Forward-Looking Information. The contents hereof may contain “forward-looking information” within the meaning of the Securities Act (Ontario) and equivalent legislation in other provinces and territories. Because such forward-looking information involves risks and uncertainties, actual performance results may differ materially from any expectations, projections or predictions made or implicated in such forward-looking information. Prospective investors are therefore cautioned not to place undue reliance on such forward-looking statements. In addition, in considering any prior performance information contained herein, prospective investors should bear in mind that past results are not necessarily indicative of future results, and there can be no assurance that results comparable to those discussed herein will be achieved. The contents hereof speaks as of the date hereof and neither ReSolve nor any affiliate or representative thereof assumes any obligation to provide subsequent revisions or updates to any historical or forward-looking information contained herein to reflect the occurrence of events and/or changes in circumstances after the date hereof.

General information regarding returns. Performance data prior to August, 2015 reflects the performance of accounts managed by Dundee Securities Ltd., which used the same investment decision makers, processes, objectives and strategies as ReSolve has used since it became registered and commenced operations in August, 2015. Records that document and support this past performance are available upon request. Performance is expressed in CAD, net of applicable management fees. Indicated returns of one year or more are annualized. Past performance is not indicative of future performance.

General information regarding the use of benchmarks. The indices listed have been selected for purposes of comparing performance with widely-known, broad-based benchmarks. Performance may or may not correlate to any of these indices and should not be considered as a proxy for any of these indices. The S&P/TSX Composite Index (Net TR) (“S&P TSX TR”) is the headline index and the principal broad market measure for the Canadian equity markets. The Standard & Poor’s 500 Composite Stock Price Index (“S&P 500”) is a capitalization-weighted index of 500 stocks intended to be a representative sample of leading companies in leading industries within the U.S. economy.

General information regarding hypothetical performance and simulated results.

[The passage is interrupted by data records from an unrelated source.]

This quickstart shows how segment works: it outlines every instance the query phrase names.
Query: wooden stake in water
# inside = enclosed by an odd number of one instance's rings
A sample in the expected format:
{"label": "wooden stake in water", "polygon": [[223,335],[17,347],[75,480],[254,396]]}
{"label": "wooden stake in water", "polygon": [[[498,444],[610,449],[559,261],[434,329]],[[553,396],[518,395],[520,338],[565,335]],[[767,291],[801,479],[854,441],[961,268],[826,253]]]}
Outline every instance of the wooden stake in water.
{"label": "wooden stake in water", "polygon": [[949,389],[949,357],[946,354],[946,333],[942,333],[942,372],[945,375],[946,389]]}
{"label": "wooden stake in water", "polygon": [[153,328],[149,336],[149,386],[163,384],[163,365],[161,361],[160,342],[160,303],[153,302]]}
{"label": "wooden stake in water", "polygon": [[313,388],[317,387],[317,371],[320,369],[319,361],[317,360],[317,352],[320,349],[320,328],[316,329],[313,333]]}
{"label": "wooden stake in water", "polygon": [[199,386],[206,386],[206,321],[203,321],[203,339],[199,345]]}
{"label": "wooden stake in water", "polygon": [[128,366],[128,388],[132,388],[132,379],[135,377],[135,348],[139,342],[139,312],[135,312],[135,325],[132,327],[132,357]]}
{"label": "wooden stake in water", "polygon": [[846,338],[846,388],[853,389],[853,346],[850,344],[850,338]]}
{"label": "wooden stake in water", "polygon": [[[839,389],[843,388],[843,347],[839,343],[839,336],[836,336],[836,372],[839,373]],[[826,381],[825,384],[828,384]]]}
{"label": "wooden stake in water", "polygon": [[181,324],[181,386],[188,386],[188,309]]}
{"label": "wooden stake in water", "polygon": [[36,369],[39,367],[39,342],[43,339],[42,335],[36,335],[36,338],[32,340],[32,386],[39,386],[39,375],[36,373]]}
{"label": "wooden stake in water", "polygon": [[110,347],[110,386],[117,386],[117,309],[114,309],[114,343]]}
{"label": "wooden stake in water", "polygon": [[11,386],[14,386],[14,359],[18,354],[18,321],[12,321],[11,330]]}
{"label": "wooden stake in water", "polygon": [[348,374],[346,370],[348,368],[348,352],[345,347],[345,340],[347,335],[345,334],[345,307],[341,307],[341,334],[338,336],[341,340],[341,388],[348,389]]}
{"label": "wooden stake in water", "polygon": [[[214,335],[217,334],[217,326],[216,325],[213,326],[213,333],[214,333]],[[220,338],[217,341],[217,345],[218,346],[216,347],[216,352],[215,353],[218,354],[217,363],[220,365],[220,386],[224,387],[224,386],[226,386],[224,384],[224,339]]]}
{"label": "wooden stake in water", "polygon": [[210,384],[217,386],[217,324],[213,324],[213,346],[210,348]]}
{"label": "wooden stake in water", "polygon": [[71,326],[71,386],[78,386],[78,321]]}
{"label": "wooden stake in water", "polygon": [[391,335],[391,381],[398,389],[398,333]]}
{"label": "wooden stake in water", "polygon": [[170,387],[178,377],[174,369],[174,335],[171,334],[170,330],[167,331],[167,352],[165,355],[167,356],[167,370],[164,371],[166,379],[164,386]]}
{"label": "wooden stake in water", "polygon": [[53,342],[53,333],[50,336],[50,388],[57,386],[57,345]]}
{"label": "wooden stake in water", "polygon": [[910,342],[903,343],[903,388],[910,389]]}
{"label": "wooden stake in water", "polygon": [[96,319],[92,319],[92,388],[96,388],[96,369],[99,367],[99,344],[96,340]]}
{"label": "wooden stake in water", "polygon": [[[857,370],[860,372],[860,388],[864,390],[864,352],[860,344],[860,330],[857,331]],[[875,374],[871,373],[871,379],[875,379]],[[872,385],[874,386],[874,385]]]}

These results are based on simulated or hypothetical performance results that have certain inherent limitations. Unlike the results in an actual performance record, these results do not represent actual trading. Also, because these trades have not actually been executed, these results may have under- or over-compensated for the impact, if any, of certain market factors, such as lack of liquidity. Simulated or hypothetical trading programs in general are also subject to the fact that they are designed with the benefit of hindsight. No representation is being made that any account or fund managed by ReSolve will or is likely to achieve profits or losses similar to those being shown. The results do not include other costs of managing a portfolio (such as custodial fees, legal, auditing, administrative or other professional fees). The contents hereof has not been reviewed or audited by an independent accountant or other independent testing firm. More detailed information regarding the manner in which the charts were calculated is available on request. Any actual fund or account that ReSolve manages will invest in different economic conditions, during periods with different volatility and in different securities than those incorporated in the hypothetical performance charts shown. There is no representation that any fund or account will perform as the hypothetical or other performance charts indicate.

General information regarding the simulation process. The systematic model used historical price data from Exchange Traded Funds (“ETFs”) representing the underlying asset classes in which it trades. Where ETF data was not available in earlier years, direct market data was used to create the trading signals. The hypothetical results shown are based on extensive models and calculations that are available for any potential investor to review before making a decision to invest.